From the detection results of the driver’s driving state risk level, it can be concluded that the driver’s driving state risk level (R1, R2, and R3) has an accuracy rate of more than 90%. The accuracy rate of R3 hazard level detection even reached 96.3%, with a high accuracy rate. In experimental testing, we obtain better results, achieve the expected goals, and meet our needs for driving safety in real life.
6. Conclusions
In this paper, the YOLOX algorithm is used to detect specific target objects (cigarettes, water cups, and telephones) in the driver’s cab, and combined with the OpenPose posture detection algorithm to judge the driver’s dangerous behavior, and the accuracy of the detection results all reach 95%. The improved RetinaFace face detection algorithm is proposed, combined with the Dlib algorithm to determine the driver fatigue driving state according to the PERCLOS value, and the gimbal system is added to realize the dynamic tracking detection of the driver. A driver state danger level discrimination system is designed to classify four dangerous driving behavior states, namely, fatigue driving, drinking water, smoking, and making phone calls, and the experimental results show that the accuracy of R1, R2, and R3 danger level detection reaches 95.8%, 94.5%, and 96.3%, respectively.

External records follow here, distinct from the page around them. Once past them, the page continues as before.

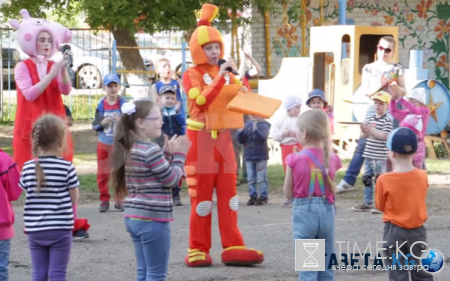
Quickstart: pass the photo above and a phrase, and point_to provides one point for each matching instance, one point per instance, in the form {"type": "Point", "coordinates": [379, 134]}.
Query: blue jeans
{"type": "Point", "coordinates": [257, 174]}
{"type": "Point", "coordinates": [5, 248]}
{"type": "Point", "coordinates": [151, 241]}
{"type": "Point", "coordinates": [314, 219]}
{"type": "Point", "coordinates": [354, 168]}
{"type": "Point", "coordinates": [372, 169]}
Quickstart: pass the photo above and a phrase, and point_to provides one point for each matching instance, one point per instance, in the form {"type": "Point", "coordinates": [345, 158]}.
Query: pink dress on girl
{"type": "Point", "coordinates": [416, 119]}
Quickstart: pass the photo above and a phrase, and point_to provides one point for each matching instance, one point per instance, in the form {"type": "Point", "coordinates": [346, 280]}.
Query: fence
{"type": "Point", "coordinates": [92, 55]}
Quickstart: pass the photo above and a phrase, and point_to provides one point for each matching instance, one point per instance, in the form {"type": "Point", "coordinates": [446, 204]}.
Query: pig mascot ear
{"type": "Point", "coordinates": [24, 13]}
{"type": "Point", "coordinates": [14, 23]}
{"type": "Point", "coordinates": [68, 36]}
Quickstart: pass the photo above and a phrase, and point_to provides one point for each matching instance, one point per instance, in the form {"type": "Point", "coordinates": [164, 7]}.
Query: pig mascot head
{"type": "Point", "coordinates": [29, 29]}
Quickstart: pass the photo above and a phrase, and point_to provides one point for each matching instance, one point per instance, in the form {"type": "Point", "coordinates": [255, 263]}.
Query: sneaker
{"type": "Point", "coordinates": [375, 211]}
{"type": "Point", "coordinates": [288, 203]}
{"type": "Point", "coordinates": [177, 201]}
{"type": "Point", "coordinates": [252, 201]}
{"type": "Point", "coordinates": [343, 187]}
{"type": "Point", "coordinates": [119, 207]}
{"type": "Point", "coordinates": [262, 201]}
{"type": "Point", "coordinates": [104, 207]}
{"type": "Point", "coordinates": [362, 208]}
{"type": "Point", "coordinates": [80, 234]}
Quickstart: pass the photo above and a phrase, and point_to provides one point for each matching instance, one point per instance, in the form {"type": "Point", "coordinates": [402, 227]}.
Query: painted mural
{"type": "Point", "coordinates": [423, 25]}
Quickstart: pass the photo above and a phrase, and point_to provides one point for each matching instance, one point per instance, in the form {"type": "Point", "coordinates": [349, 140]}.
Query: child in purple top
{"type": "Point", "coordinates": [309, 181]}
{"type": "Point", "coordinates": [415, 116]}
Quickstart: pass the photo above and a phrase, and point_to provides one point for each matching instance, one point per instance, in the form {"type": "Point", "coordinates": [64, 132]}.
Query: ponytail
{"type": "Point", "coordinates": [40, 176]}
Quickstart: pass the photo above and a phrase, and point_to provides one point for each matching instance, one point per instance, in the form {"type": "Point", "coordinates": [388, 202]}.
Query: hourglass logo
{"type": "Point", "coordinates": [309, 254]}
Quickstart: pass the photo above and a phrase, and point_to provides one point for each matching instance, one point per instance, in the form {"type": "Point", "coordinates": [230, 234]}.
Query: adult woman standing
{"type": "Point", "coordinates": [383, 73]}
{"type": "Point", "coordinates": [39, 81]}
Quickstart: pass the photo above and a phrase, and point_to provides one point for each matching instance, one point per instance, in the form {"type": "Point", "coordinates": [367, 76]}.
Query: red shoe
{"type": "Point", "coordinates": [197, 258]}
{"type": "Point", "coordinates": [240, 255]}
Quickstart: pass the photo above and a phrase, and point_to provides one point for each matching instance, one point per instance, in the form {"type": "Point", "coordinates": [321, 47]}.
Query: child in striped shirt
{"type": "Point", "coordinates": [143, 177]}
{"type": "Point", "coordinates": [51, 186]}
{"type": "Point", "coordinates": [376, 129]}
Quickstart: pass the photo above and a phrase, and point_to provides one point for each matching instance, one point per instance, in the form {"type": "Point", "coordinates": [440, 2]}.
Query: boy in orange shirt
{"type": "Point", "coordinates": [401, 196]}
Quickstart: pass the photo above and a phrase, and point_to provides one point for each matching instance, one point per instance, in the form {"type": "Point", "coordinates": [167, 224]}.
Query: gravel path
{"type": "Point", "coordinates": [109, 255]}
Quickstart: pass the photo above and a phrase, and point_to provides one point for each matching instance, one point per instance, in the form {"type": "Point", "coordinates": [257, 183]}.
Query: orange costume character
{"type": "Point", "coordinates": [211, 162]}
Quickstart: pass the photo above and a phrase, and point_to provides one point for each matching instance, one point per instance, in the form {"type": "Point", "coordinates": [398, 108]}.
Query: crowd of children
{"type": "Point", "coordinates": [142, 149]}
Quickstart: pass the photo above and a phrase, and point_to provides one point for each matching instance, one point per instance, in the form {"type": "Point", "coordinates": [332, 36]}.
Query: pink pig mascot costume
{"type": "Point", "coordinates": [38, 88]}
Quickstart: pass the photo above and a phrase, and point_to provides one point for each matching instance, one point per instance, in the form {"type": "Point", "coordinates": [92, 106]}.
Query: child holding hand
{"type": "Point", "coordinates": [51, 185]}
{"type": "Point", "coordinates": [143, 178]}
{"type": "Point", "coordinates": [414, 116]}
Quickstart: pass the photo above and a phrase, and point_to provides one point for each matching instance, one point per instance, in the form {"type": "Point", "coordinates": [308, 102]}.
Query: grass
{"type": "Point", "coordinates": [82, 107]}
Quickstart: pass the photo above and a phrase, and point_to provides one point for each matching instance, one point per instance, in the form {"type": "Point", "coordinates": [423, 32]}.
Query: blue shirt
{"type": "Point", "coordinates": [104, 110]}
{"type": "Point", "coordinates": [174, 84]}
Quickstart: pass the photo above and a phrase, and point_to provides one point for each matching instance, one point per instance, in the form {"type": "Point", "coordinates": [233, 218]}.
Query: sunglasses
{"type": "Point", "coordinates": [386, 50]}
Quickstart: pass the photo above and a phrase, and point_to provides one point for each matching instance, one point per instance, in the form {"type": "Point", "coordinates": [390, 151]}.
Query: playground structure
{"type": "Point", "coordinates": [337, 55]}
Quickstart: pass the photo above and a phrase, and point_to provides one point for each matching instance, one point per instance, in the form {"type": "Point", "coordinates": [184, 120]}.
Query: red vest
{"type": "Point", "coordinates": [49, 102]}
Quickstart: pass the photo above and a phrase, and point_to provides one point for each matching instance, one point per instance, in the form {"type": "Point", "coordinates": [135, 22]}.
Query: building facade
{"type": "Point", "coordinates": [423, 25]}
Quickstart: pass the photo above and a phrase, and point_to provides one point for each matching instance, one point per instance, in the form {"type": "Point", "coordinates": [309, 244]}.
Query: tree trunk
{"type": "Point", "coordinates": [132, 61]}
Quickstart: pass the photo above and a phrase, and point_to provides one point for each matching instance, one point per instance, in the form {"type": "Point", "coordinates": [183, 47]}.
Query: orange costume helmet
{"type": "Point", "coordinates": [205, 34]}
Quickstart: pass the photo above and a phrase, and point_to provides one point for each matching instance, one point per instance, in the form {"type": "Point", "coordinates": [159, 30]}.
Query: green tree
{"type": "Point", "coordinates": [125, 17]}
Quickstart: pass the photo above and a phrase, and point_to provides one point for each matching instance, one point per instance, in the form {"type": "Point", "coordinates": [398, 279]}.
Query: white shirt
{"type": "Point", "coordinates": [287, 123]}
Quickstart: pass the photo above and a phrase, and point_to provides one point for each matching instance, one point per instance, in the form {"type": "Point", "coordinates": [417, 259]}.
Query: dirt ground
{"type": "Point", "coordinates": [108, 254]}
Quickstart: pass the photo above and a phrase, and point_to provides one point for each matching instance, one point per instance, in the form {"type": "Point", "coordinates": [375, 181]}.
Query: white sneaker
{"type": "Point", "coordinates": [376, 211]}
{"type": "Point", "coordinates": [343, 187]}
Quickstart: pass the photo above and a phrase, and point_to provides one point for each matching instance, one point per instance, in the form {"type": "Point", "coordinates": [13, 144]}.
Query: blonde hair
{"type": "Point", "coordinates": [125, 130]}
{"type": "Point", "coordinates": [390, 40]}
{"type": "Point", "coordinates": [49, 134]}
{"type": "Point", "coordinates": [160, 62]}
{"type": "Point", "coordinates": [317, 127]}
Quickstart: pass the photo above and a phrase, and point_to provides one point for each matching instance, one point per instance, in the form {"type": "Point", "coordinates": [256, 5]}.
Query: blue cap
{"type": "Point", "coordinates": [402, 141]}
{"type": "Point", "coordinates": [317, 93]}
{"type": "Point", "coordinates": [111, 78]}
{"type": "Point", "coordinates": [166, 89]}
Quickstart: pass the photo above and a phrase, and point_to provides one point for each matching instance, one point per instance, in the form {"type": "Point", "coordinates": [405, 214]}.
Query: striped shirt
{"type": "Point", "coordinates": [377, 149]}
{"type": "Point", "coordinates": [150, 176]}
{"type": "Point", "coordinates": [51, 208]}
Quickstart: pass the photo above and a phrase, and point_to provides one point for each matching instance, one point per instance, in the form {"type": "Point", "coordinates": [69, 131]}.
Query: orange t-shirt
{"type": "Point", "coordinates": [401, 197]}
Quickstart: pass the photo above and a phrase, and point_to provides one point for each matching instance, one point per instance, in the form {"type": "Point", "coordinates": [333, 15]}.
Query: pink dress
{"type": "Point", "coordinates": [416, 119]}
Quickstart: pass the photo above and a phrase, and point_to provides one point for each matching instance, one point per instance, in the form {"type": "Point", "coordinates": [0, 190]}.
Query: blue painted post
{"type": "Point", "coordinates": [183, 69]}
{"type": "Point", "coordinates": [114, 57]}
{"type": "Point", "coordinates": [343, 21]}
{"type": "Point", "coordinates": [183, 57]}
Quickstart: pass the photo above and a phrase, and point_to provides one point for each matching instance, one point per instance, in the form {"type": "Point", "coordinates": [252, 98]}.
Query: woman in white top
{"type": "Point", "coordinates": [384, 73]}
{"type": "Point", "coordinates": [285, 130]}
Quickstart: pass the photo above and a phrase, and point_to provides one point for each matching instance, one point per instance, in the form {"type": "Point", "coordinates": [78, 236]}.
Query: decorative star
{"type": "Point", "coordinates": [433, 107]}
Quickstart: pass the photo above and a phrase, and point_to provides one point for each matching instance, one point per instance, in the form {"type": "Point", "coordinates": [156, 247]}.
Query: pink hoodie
{"type": "Point", "coordinates": [9, 191]}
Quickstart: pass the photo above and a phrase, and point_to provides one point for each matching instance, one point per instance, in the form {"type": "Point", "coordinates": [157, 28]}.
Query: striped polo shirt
{"type": "Point", "coordinates": [51, 208]}
{"type": "Point", "coordinates": [376, 149]}
{"type": "Point", "coordinates": [150, 176]}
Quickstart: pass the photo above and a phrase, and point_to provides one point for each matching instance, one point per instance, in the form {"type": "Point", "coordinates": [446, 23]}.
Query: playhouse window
{"type": "Point", "coordinates": [323, 74]}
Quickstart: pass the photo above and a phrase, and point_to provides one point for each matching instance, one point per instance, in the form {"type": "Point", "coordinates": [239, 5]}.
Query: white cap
{"type": "Point", "coordinates": [292, 101]}
{"type": "Point", "coordinates": [419, 94]}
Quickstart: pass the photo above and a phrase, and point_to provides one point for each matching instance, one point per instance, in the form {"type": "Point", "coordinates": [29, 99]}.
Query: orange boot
{"type": "Point", "coordinates": [197, 258]}
{"type": "Point", "coordinates": [240, 255]}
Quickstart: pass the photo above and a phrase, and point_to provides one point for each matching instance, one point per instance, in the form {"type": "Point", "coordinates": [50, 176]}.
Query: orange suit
{"type": "Point", "coordinates": [210, 161]}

With the development of deep learning and neural networks, the application in various fields is more and more comprehensive, the research scope and research data of this paper still need to be standardized and improved. In this paper, we only recognize the target objects (cigarettes, water cups, and telephones) in the driver’s cab, and the target objects are still relatively single, lacking the dataset of scenes in low-light and harsh environments, and insufficient for real-vehicle driving tests. Next, we will increase the variety of scenes and target objects in complex environments to make the dataset richer to test the robustness of the algorithm, modify the original information fusion structure of the network to enhance the feature fusion ability, modify the detection layer of the original network to enhance the ability of the network to extract and localize the effective information, and conduct a large number of practical scenes to test the discriminative system.